More recent research conducted by Waller (2008) also confirmed the lack of development of El from MBA degree students in Utah State University which, along with Slacker’s (2006) evidence, points towards the importance of developing El in the workplace and hence the need for a deeper understanding of how this takes place within different industries. Conclusion The article provides insight into the subject of how El is developed and what conditions it is best nurtured under. There is some clear evidence that traditional learning, such as within the classroom, does not develop El well in preparation for the workplace. Instead, evidence suggests that the workplace itself is where El is affected and developed most.

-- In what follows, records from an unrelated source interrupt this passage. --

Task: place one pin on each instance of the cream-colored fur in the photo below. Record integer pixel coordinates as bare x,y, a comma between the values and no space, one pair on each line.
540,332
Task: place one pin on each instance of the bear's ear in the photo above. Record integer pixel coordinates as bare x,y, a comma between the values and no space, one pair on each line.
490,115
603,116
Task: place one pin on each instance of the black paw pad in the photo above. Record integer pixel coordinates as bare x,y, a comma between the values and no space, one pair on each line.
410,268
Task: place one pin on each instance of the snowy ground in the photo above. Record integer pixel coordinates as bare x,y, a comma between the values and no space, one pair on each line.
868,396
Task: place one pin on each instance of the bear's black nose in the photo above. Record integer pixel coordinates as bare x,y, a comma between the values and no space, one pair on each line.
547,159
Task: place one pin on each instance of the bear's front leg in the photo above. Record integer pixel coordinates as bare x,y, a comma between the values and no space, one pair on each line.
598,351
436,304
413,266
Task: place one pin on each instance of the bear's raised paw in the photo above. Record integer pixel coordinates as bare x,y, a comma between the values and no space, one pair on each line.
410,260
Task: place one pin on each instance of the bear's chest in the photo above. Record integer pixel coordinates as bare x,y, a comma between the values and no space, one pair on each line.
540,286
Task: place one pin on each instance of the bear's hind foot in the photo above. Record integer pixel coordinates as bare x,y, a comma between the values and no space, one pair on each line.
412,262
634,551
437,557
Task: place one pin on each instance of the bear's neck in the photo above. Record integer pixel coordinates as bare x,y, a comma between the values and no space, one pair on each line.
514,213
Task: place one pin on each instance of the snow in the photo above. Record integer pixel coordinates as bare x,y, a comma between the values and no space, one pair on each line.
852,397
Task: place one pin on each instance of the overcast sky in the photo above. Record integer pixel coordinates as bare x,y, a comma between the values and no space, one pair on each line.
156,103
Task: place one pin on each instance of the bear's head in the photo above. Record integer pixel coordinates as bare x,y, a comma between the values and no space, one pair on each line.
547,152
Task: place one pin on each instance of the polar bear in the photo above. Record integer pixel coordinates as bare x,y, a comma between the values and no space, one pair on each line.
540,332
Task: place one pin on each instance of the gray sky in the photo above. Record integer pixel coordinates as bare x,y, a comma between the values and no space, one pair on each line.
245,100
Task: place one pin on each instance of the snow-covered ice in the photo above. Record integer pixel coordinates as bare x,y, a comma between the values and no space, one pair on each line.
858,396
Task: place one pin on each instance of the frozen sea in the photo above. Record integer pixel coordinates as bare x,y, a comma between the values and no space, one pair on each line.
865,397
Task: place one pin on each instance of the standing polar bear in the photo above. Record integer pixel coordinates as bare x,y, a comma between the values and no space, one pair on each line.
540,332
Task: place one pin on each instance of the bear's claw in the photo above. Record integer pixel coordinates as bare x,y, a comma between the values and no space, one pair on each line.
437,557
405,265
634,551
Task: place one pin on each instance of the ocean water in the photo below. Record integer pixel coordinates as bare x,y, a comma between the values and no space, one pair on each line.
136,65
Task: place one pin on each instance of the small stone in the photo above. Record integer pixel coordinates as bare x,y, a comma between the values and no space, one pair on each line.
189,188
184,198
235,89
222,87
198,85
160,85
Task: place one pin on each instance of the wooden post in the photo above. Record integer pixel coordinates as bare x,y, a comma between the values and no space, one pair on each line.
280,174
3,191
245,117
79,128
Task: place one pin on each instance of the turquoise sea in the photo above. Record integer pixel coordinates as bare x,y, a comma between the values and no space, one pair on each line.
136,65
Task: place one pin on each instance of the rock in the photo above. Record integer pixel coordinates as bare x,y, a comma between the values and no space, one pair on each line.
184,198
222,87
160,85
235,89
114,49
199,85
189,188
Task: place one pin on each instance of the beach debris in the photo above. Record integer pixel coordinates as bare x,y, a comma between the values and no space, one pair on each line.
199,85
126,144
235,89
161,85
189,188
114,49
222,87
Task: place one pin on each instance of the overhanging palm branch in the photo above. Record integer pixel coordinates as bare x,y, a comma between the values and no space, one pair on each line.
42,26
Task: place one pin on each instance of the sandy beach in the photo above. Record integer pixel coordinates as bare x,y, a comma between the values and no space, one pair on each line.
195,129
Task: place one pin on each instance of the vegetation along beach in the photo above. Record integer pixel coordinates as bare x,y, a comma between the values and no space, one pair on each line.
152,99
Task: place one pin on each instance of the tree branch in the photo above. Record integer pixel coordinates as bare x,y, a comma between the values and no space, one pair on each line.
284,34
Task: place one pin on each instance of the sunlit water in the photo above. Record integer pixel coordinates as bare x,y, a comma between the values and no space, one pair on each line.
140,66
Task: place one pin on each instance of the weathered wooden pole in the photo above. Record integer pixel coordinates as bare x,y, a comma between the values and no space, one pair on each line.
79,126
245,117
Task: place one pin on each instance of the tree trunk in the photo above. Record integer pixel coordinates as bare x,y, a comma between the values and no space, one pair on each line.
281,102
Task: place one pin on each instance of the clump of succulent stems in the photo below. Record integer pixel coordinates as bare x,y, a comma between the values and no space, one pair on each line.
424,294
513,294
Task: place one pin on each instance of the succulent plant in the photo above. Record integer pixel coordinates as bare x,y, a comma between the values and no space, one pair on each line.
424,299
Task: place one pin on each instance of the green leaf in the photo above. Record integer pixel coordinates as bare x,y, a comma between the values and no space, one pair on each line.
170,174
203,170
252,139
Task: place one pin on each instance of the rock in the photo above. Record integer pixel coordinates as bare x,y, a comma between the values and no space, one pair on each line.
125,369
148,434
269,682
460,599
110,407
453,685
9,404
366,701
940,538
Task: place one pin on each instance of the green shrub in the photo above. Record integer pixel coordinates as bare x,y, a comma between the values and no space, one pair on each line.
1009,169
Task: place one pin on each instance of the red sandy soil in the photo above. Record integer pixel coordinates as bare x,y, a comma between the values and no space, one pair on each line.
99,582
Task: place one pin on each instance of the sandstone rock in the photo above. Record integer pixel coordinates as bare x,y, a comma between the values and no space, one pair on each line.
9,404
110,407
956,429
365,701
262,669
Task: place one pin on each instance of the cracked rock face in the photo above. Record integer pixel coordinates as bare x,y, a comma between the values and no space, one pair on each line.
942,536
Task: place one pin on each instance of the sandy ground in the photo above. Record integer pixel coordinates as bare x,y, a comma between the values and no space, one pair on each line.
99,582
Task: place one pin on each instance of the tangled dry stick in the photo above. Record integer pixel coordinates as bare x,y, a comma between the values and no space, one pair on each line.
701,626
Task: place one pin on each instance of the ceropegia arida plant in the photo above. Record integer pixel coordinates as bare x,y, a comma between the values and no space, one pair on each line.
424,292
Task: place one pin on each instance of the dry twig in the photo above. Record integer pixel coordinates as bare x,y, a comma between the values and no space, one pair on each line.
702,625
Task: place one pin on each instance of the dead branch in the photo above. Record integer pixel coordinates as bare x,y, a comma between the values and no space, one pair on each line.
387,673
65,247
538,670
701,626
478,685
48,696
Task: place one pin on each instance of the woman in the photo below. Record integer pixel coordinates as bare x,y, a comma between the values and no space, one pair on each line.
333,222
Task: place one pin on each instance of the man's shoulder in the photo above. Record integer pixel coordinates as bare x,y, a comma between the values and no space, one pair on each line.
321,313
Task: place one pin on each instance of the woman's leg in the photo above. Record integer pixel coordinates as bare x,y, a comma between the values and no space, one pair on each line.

The article goes further into these findings and produces findings of how a certain industry can develop certain aspects of El more than others, based on which aspects are most relevant to that particular industry. Ensue on reviewing other research and material based on El and the workplace. For example, the idea that El is what separates higher performers from others in high skilled environments fits in with the study findings of workers giving meaning to certain aspects of El which represent professional integrity; individuals who develop these certain characteristics should indeed excel in their careers. The healthcare industry in particular is very demanding of El and studies such as this highlight how essential the development of El is and provides valuable input into future understanding and research into this area.